M And S plans £140 million digital spend after cyberattack

M And S plans £140 million digital spend after cyberattack

M and s plans to spend around £140 million on digital and technology in the year ahead after a 2025 cyberattack disrupted its online operation. The money is aimed at rebuilding and modernizing the systems that were hit, with search, checkout, payment, planning and SAP work all in scope. For customers, that means the retailer is still paying to repair the damage while trying to make its website and app easier to use.

£140 million after 2025 attack

£140 million is the planned digital and technology budget Stuart Machin set out for the year ahead, mostly in Fashion, Home and Beauty. The spending comes after the cyberattack over Easter weekend in 2025 forced the company to restore normal service over months, while online sales were down 18.4% at fiscal 2026 year end.

£131 million was the cost of the attack in resource augmentation to replace remote outsourced technology teams and in corporate advisory costs.
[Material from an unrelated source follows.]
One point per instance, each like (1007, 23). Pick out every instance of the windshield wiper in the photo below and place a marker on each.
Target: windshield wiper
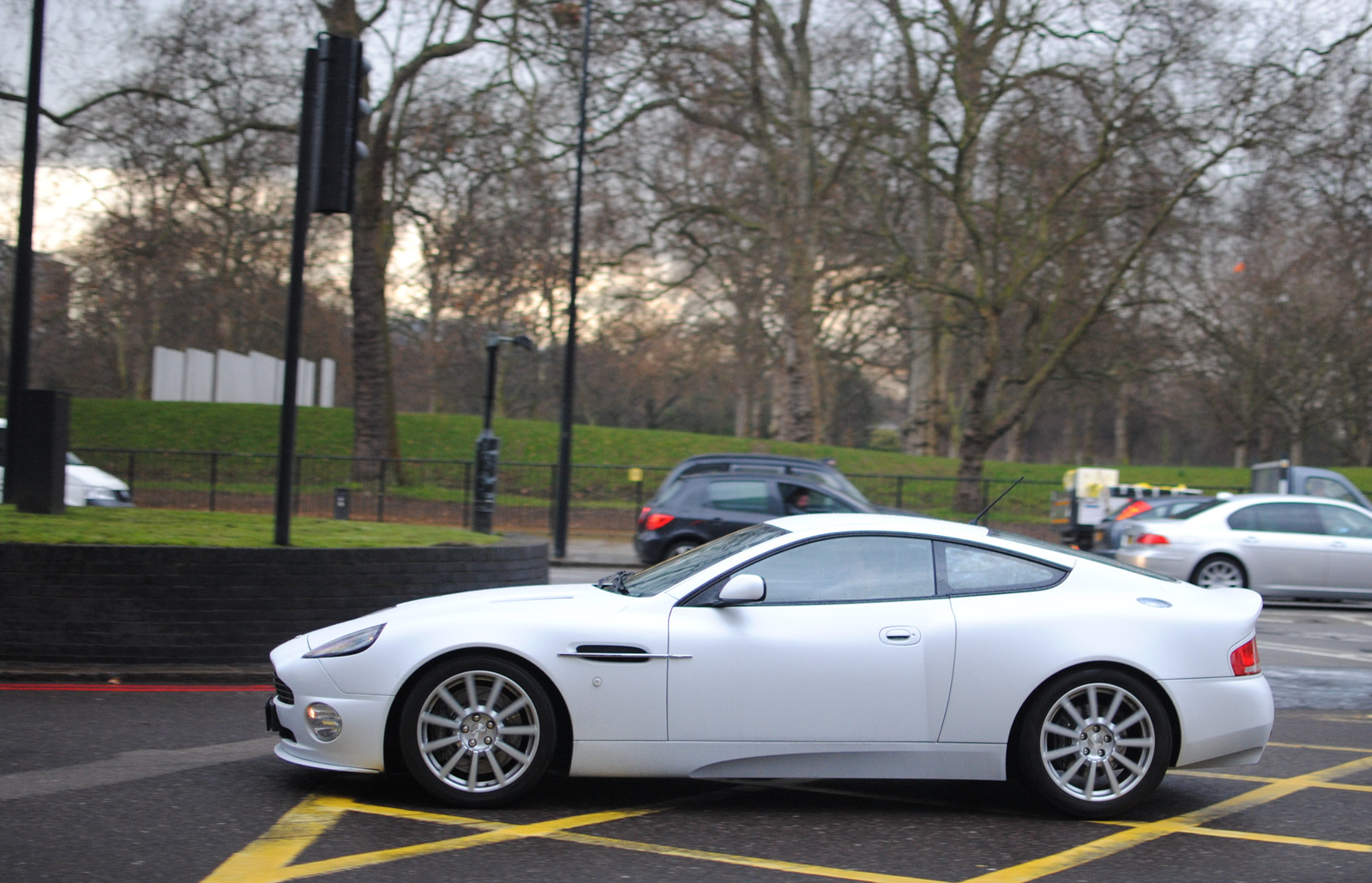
(615, 581)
That bill shows why the recovery phase is still influencing this year's capital and operating priorities, rather than letting the company move straight into a clean modernization cycle.

Stuart Machin's recovery push

34 million customers used the business last year, and Machin said the company remains the most trusted brand in the UK according to YouGov. He also said, "The first half was dominated by operational disruption..." and added, "In digital and technology (D&T), our priority over the last 12 months has, of course, been recovery, and that was the right thing to do."

10 years or more is how long Sparks had been on the to-do list, according to Machin, who said it was in the top three customer complaints in recent years. The program has now been relaunched with a digital wallet and real money rewards, laying the groundwork for greater personalization and engagement as the retailer pushes deeper into its customer systems.

Online systems and SAP

Search, imagery, checkout and payment are the near-term priorities for the website and app. Machin said the company is also rolling out its planning platform and continuing an SAP upgrade and replacement, which he described as a "multi-year, very complex program on technology".

"Despite a challenging year last year, our strategy and our ambition remains unchanged. We don't underestimate the scale of change ahead. Our job, though, is to protect the magic of M&S while modernizing the rest....Now our focus is on accelerating the D&T transformation," he said. If the retailer hits that plan, the next test will be whether the rebuilt systems start showing up in online sales and customer experience rather than just in a larger technology bill.